US Surgeons Successfully Test Pig Kidney Transplant in Human Patient

By Nancy Lapid

October 20, 2021

NEW YORK (Reuters) - For the first time, a pig kidney has been transplanted into a human without triggering immediate rejection by the recipient's immune system, a potentially major advance that could eventually help alleviate a dire shortage of human organs for transplant.

The procedure done at NYU Langone Health in New York City involved use of a pig whose genes had been altered so that its tissues no longer contained a molecule known to trigger almost immediate rejection.

The recipient was a brain-dead patient with signs of kidney dysfunction whose family consented to the experiment before she was due to be taken off of life support, researchers told Reuters.

For three days, the new kidney was attached to her blood vessels and maintained outside her body, giving researchers access to it.

Test results of the transplanted kidney's function "looked pretty normal," said transplant surgeon Dr. Robert Montgomery, who led the study.

The kidney made "the amount of urine that you would expect" from a transplanted human kidney, he said, and there was no evidence of the vigorous, early rejection seen when unmodified pig kidneys are transplanted into non-human primates.

The recipient's elevated creatinine level returned to normal after the transplant, Montgomery said.

In the United States, nearly 107,000 people are presently waiting for organ transplants, including more than 90,000 awaiting a kidney, according to the United Network for Organ Sharing. Wait times for a kidney average three to five years.

Researchers have been working for decades on the possibility of using animal organs for transplants, but have been stymied over how to prevent immediate rejection by the human body.

Montgomery's team theorized that knocking out the pig gene for a carbohydrate that triggers rejection - a sugar molecule, or glycan, called alpha-gal - would prevent the problem.

The NYU kidney transplant experiment should pave the way for trials in patients with end-stage kidney failure, possibly in the next year or two, said Montgomery, himself a heart transplant recipient. Those trials might test the approach as a short-term solution for critically ill patients until a human kidney becomes available, or as a permanent graft.

The current experiment involved a single transplant, and the kidney was left in place for only three days, so any future trials are likely to uncover new barriers that will need to be overcome, Montgomery said. Participants would probably be patients with low odds of receiving a human kidney and a poor prognosis on dialysis.

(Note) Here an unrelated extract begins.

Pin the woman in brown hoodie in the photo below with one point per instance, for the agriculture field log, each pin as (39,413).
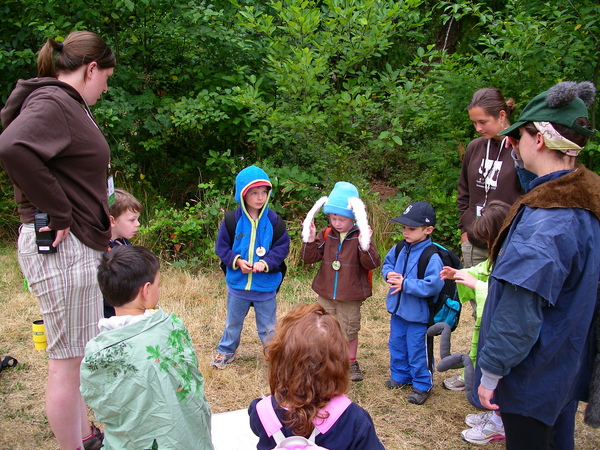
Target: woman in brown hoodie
(57,158)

"For a lot of those people, the mortality rate is as high as it is for some cancers, and we don't think twice about using new drugs and doing new trials (in cancer patients) when it might give them a couple of months more of life," Montgomery said.

The researchers worked with medical ethicists, legal and religious experts to vet the concept before asking a family for temporary access to a brain-dead patient, Montgomery said.

The so-called GalSafe pig was developed by United Therapeutics Corp's Revivicor unit. It was approved by the U.S. Food and Drug Administration in December 2020 for use as food for people with the red meat allergy known as alpha-gal syndrome and as a potential source of human therapeutics.

Medical products developed from the pigs would still require specific FDA approval before being used in humans, the agency said.

"Conventional thinking on alpha gal syndrome solely focuses on the food aspects," said Dr. Joseph Turek of Duke University in Durham, North Caroline, who was not involved in the NYU experiment.

Dr. Turek, a cardiac surgeon, has been studying the implications of alpha-gal allergies for patients receiving medical devices and pharmaceuticals derived from mammals.

"Up to 20% of people in certain regions of the country have immune reactivity to alpha gal," often caused by a tick bite that transmits alpha-gal into the body, he told Reuters. "Alpha gal syndrome is an emerging medical issue."

"Too many healthcare providers are unaware of this entity," he added. "My own interest in GalSafe pig-derived products is in heart surgery - I could see a number of products derived from the GalSafe pig that would be safer options than currently available medical products (heart patching materials and heart valves, in particular)."

Tasgola Bruner of People for the Ethical Treatment of Animals (PETA) responded to the study in a statement, "Pigs aren't spare parts and should never be used as such just because humans are too self-centered to donate their bodies to patients desperate for organ transplants... Human organs are still the best hope, and presumed consent laws would make enough available to help people in need of a transplant."